- Affiliation: Rudras
- Texts: Rigveda

= Manyu (deity) =

Hindu deity

Manyu (मन्यु) is a war god in Vedic Hinduism. He is a deity referenced in the Rigveda, with hymns dedicated to him in the eponymous Manyu Sukta.

== Literature ==

=== Vedas ===
The hymns of the Rigveda extol Manyu as the "slayer of foes", "self-existent", "wielder of the thunder", and "much-invoked". Manyu is identified with deities such as Indra, Varuna, and Agni. These hymns urge Manyu to grant treasure and wealth, strength in battles, and overwhelm the enemy with terror.

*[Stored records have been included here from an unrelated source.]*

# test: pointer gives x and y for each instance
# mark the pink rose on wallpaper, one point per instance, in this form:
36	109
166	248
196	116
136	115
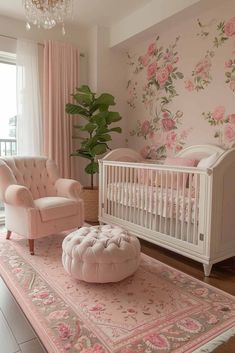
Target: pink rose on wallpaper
145	151
144	60
64	331
232	84
228	63
152	49
189	85
169	68
151	70
229	28
168	124
202	68
145	127
232	118
178	148
229	132
218	113
171	139
169	56
162	76
165	114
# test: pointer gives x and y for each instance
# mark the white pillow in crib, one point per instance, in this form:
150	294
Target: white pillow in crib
208	162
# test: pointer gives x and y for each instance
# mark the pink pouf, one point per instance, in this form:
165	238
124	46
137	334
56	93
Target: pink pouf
100	254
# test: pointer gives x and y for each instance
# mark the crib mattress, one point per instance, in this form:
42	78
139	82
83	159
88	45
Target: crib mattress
164	202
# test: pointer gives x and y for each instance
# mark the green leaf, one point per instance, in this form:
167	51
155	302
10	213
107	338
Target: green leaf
102	130
83	155
76	109
92	168
113	117
78	137
99	149
84	89
83	99
105	137
89	127
100	119
116	129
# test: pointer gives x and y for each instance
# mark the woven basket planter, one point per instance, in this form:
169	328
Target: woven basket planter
90	198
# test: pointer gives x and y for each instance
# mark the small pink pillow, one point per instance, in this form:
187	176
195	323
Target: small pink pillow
179	161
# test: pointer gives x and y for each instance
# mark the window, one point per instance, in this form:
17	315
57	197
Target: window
8	119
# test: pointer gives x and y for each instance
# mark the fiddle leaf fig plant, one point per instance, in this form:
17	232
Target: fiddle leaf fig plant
96	130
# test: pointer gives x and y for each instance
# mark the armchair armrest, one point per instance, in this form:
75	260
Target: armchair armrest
19	195
68	188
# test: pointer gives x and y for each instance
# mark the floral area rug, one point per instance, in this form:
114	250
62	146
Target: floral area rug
158	309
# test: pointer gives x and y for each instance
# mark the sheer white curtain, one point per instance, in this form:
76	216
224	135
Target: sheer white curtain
29	119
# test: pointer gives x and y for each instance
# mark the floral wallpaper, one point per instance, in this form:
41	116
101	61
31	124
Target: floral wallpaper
181	86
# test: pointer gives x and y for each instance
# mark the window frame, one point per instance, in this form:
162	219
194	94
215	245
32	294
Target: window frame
10	59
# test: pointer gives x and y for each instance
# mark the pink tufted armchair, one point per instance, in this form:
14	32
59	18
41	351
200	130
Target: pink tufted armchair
37	201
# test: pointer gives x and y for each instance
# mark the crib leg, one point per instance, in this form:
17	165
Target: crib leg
207	269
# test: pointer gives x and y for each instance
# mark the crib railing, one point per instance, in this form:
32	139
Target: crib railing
166	200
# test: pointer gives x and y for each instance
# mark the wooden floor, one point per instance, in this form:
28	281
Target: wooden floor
16	334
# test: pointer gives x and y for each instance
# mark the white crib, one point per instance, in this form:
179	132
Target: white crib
185	209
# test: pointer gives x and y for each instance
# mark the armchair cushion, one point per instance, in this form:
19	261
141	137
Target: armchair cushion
68	188
18	195
55	207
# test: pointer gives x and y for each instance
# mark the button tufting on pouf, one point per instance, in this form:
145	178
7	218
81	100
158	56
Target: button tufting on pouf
100	254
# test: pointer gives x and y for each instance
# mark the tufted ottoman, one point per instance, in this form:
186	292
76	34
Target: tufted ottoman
100	254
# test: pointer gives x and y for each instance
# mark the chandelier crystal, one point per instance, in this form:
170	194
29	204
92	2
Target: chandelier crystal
47	13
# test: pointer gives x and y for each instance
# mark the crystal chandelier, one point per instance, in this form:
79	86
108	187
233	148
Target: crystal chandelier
47	13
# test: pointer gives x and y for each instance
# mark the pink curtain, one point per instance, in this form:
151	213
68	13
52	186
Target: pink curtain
61	77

The Atharvaveda also mentions the deity in a hymn dedicated to Kama.

=== Brahma Purana ===
The Brahma Purana describes the origin of Manyu. It states that a terrible war was once waged between the devas and the asuras, in which the former were defeated. The devas are stated to have travelled to the Gautamī river valley, where they performed a penance to propitiate Shiva. The destroyer deity is said to have produced Manyu from his third eye, and presented him to the devas. In the subsequent battle that followed, Manyu's assistance allowed the devas to gain victory.

=== Bhagavata Purana ===
Shiva is referred to as Manyu in the Bhagavata Purana.

=== Associations ===
Manyu is also described to be one of the eleven Rudras.

Some philosophers like Madhavacharya have posited that Manyu is merely an epithet of Narasimha, an avatar of Vishnu.